Your home's water supply might be a problem. Iron-rich water may cause discoloration. This generally impacts those on private water wells over those on a municipal water supply. You'll want to keep this in mind when hosing down your patio, watering the grass next to the patio's border and watering plants near or on the patio's surface.
Decaying leaves, walnuts and other organic debris can cause staining. As the seasons change, remove fallen debris on a regular basis from the patio's surface.
A leaking propane grill or yard equipment might be the source of an unexpected stain. When using a gas leaf blower to remove that fallen debris from the patio, be sure that the gas cap is on tight. A small leak in a grill's propane connection can cause staining. Be mindful of oil, grease and fuel stains when working around a new patio.
Skip salting in the winter. Salt is corrosive to most surfaces, including pavers, concrete and asphalt. Yep, that includes those "pet safe" ice melt products. Despite marketing efforts, there is no such thing as "concrete safe" ice melt. Using salt products on pavers can cause spalling (chipping/flaking).
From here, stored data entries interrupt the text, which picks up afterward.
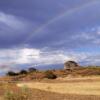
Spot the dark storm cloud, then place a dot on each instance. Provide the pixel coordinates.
(57, 22)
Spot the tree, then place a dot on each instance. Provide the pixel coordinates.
(23, 72)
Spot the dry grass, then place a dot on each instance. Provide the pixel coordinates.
(79, 87)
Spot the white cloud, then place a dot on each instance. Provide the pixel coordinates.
(11, 21)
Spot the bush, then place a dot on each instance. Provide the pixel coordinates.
(50, 75)
(23, 72)
(32, 69)
(23, 94)
(11, 73)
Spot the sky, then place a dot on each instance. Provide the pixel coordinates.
(48, 32)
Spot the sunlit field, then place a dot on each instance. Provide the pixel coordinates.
(79, 87)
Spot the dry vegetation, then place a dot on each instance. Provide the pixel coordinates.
(80, 84)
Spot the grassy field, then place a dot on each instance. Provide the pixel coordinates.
(70, 87)
(81, 88)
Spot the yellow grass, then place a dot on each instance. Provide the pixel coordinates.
(82, 88)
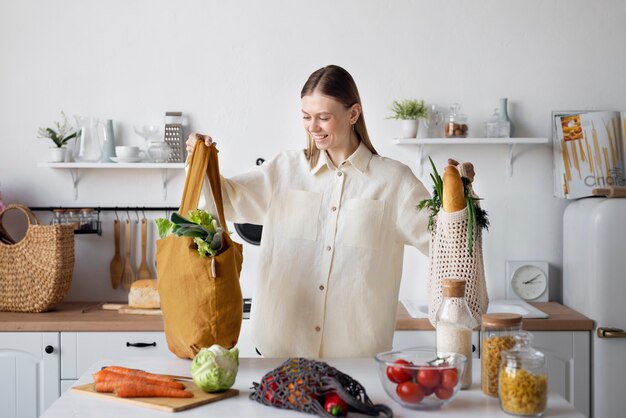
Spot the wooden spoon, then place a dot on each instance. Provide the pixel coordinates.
(129, 275)
(144, 271)
(117, 264)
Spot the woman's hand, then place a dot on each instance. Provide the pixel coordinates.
(191, 142)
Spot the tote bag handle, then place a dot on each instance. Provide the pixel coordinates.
(203, 160)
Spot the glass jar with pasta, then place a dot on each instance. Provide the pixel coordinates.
(497, 331)
(522, 380)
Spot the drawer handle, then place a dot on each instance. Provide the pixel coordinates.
(611, 333)
(140, 345)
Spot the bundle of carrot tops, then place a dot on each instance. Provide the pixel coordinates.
(130, 383)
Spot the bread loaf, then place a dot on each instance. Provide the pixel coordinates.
(144, 294)
(453, 193)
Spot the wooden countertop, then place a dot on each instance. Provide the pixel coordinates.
(561, 318)
(88, 316)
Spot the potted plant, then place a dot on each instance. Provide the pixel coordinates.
(60, 134)
(409, 111)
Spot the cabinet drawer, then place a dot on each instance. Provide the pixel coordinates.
(80, 350)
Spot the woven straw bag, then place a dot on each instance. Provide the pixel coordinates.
(36, 272)
(450, 259)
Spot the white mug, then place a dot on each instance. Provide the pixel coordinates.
(125, 151)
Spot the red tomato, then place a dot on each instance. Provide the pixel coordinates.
(399, 373)
(270, 387)
(428, 377)
(443, 393)
(428, 391)
(410, 392)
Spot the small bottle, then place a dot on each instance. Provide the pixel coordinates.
(73, 217)
(456, 123)
(58, 217)
(496, 331)
(523, 381)
(86, 219)
(454, 323)
(504, 117)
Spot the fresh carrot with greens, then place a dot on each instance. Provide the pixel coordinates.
(109, 376)
(139, 373)
(142, 390)
(109, 386)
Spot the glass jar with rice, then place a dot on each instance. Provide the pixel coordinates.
(522, 380)
(497, 331)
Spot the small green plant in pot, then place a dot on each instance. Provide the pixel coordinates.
(61, 133)
(409, 111)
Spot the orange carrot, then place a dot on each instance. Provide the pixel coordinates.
(109, 386)
(142, 390)
(139, 373)
(109, 376)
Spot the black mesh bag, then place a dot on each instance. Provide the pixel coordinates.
(301, 385)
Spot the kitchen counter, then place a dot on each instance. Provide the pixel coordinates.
(88, 316)
(468, 404)
(561, 318)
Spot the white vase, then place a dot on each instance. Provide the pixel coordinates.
(56, 155)
(409, 128)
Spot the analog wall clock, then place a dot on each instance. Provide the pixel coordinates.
(528, 280)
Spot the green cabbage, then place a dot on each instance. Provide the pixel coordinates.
(215, 368)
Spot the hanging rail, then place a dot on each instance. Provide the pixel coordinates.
(107, 208)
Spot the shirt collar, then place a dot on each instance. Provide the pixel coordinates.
(360, 159)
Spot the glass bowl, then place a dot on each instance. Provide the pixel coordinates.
(417, 379)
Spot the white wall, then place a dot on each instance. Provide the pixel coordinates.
(236, 69)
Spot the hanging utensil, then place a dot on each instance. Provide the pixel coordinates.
(117, 264)
(129, 275)
(144, 272)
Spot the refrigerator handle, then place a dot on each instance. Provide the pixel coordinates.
(611, 333)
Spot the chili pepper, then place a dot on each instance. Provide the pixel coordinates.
(335, 406)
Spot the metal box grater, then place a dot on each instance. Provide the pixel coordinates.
(174, 136)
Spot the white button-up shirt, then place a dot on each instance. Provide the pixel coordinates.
(331, 251)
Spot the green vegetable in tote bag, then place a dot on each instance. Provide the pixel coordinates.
(201, 298)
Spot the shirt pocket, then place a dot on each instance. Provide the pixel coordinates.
(299, 214)
(363, 218)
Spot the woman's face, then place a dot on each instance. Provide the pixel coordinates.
(328, 121)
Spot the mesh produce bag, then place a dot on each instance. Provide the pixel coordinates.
(451, 259)
(301, 384)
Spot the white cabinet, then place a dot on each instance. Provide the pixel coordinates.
(29, 373)
(568, 361)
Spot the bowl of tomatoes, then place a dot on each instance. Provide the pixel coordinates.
(417, 379)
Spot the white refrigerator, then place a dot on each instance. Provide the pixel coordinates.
(594, 284)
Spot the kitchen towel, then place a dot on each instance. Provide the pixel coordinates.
(201, 297)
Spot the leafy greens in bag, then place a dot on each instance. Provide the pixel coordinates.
(199, 225)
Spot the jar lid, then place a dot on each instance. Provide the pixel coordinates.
(523, 352)
(453, 288)
(501, 319)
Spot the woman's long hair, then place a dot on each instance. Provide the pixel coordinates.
(333, 81)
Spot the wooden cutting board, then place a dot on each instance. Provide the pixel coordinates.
(163, 404)
(121, 308)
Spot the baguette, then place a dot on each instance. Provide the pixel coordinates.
(453, 193)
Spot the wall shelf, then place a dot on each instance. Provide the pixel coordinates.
(75, 167)
(510, 142)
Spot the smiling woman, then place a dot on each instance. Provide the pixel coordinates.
(335, 217)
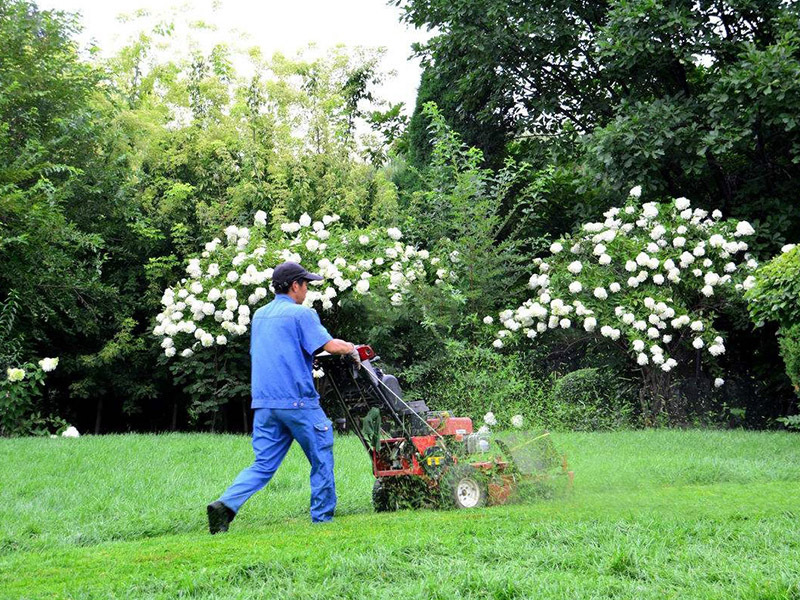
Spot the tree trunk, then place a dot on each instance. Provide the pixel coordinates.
(98, 416)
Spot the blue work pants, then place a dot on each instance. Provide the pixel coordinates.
(273, 432)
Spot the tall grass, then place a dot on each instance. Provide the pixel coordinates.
(654, 514)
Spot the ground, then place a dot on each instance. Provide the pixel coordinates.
(653, 514)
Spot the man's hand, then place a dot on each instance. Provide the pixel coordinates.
(355, 357)
(343, 349)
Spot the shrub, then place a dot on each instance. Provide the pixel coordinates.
(652, 278)
(776, 297)
(586, 400)
(790, 351)
(19, 395)
(471, 381)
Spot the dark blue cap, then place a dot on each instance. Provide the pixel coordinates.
(289, 272)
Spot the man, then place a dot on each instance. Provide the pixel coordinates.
(285, 336)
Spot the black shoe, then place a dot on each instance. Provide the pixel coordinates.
(219, 517)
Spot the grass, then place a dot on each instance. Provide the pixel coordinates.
(654, 514)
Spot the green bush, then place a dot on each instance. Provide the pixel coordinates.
(472, 380)
(776, 297)
(790, 351)
(776, 293)
(586, 400)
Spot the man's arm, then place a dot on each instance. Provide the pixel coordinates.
(341, 347)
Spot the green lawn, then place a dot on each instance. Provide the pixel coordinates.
(654, 514)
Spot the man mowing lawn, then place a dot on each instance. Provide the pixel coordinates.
(285, 336)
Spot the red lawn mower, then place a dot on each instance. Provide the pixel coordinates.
(423, 458)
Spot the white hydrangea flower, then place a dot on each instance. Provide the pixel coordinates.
(682, 203)
(14, 374)
(744, 228)
(650, 210)
(394, 233)
(70, 432)
(48, 364)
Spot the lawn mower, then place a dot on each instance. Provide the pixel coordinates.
(423, 458)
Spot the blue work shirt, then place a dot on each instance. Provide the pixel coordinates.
(283, 340)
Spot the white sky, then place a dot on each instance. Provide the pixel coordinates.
(273, 25)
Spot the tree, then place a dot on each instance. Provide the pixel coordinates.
(694, 99)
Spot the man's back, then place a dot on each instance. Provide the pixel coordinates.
(283, 340)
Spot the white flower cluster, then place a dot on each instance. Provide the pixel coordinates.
(14, 375)
(232, 278)
(621, 277)
(46, 364)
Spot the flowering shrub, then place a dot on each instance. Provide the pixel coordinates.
(231, 278)
(18, 394)
(650, 278)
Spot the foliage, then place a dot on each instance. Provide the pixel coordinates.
(461, 206)
(776, 293)
(469, 380)
(776, 297)
(790, 351)
(588, 400)
(19, 395)
(666, 303)
(695, 99)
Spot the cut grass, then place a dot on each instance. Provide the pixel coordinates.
(654, 514)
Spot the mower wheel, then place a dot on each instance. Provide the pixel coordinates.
(383, 500)
(463, 486)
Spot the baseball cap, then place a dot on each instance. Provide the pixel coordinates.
(289, 272)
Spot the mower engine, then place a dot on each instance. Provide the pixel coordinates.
(420, 458)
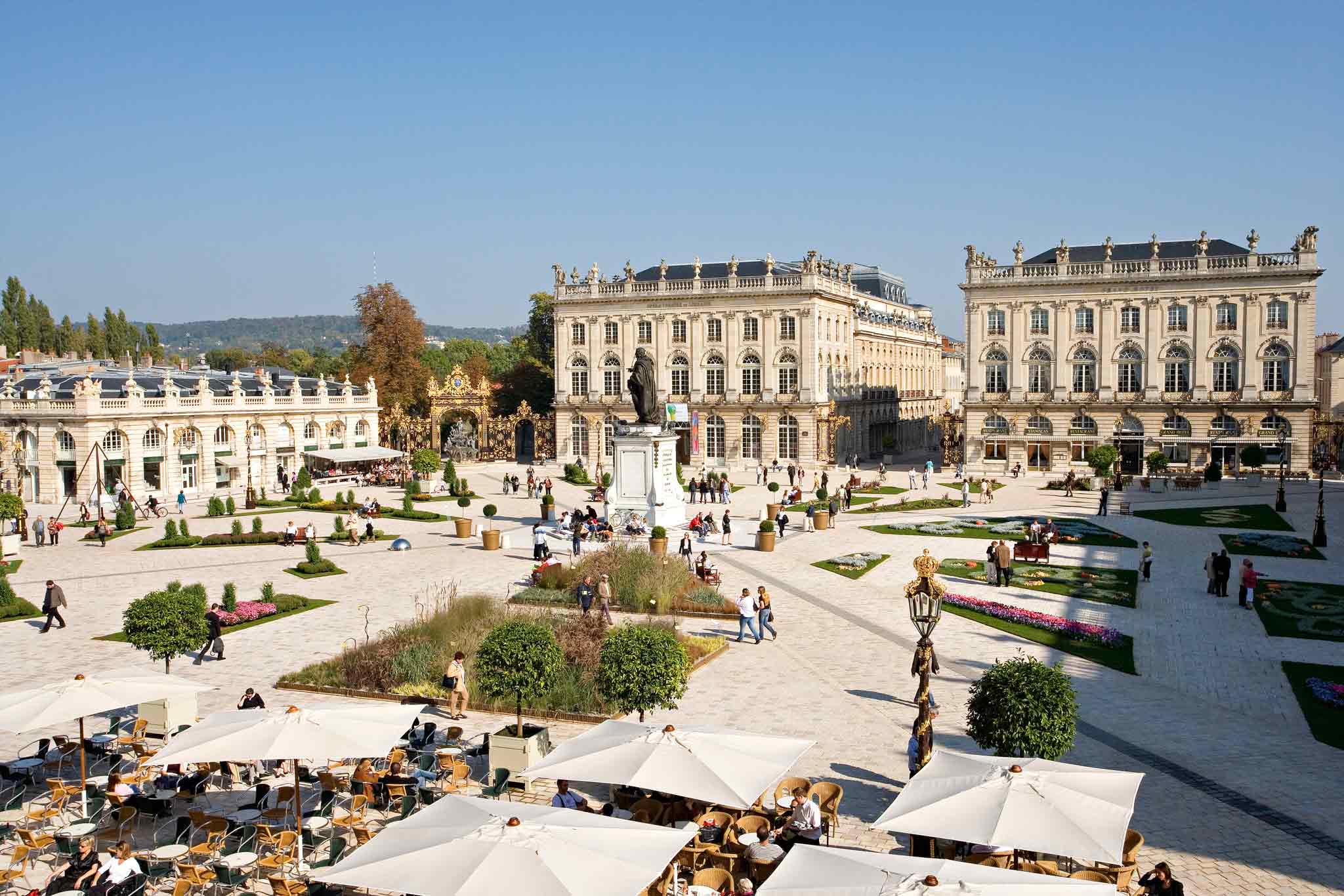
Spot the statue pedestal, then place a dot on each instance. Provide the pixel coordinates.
(644, 478)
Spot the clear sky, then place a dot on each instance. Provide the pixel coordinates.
(210, 160)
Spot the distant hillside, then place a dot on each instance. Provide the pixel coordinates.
(327, 331)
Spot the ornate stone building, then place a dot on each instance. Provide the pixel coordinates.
(1192, 347)
(161, 429)
(808, 360)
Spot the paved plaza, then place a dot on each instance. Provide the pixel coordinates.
(1237, 796)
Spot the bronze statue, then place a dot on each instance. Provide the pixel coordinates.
(644, 388)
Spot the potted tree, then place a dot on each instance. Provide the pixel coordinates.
(822, 516)
(765, 535)
(491, 537)
(1254, 456)
(1156, 464)
(772, 508)
(518, 660)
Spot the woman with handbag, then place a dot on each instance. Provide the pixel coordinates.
(455, 683)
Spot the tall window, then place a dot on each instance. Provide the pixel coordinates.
(715, 441)
(714, 375)
(578, 377)
(1085, 370)
(1276, 369)
(681, 375)
(1131, 371)
(1177, 370)
(788, 437)
(1038, 371)
(610, 375)
(788, 374)
(1226, 369)
(996, 371)
(750, 374)
(751, 437)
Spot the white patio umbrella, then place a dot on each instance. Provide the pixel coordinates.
(704, 762)
(52, 703)
(1020, 804)
(293, 734)
(471, 847)
(816, 871)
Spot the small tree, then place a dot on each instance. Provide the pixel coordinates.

We don't advise using salt on pavers ever, but if you absolutely must, please hold off for 12 months after install to help reduce the risk of damage.
Wait one year before sealing the patio's surface, if desired. New pavers that are "fresh" from the factory have a high moisture content after the manufacturing process. You'll want to give them some time to release that moisture and efflorescence before sealing.
Use a concrete or masonry filler to repair chips and cracks. Slam down a cast iron patio chair with enough force at just the right angle? Well, sometimes chips happen. Use a filler product to repair small areas as soon as possible. Doing so will help maintain the surface integrity of the impacted paver.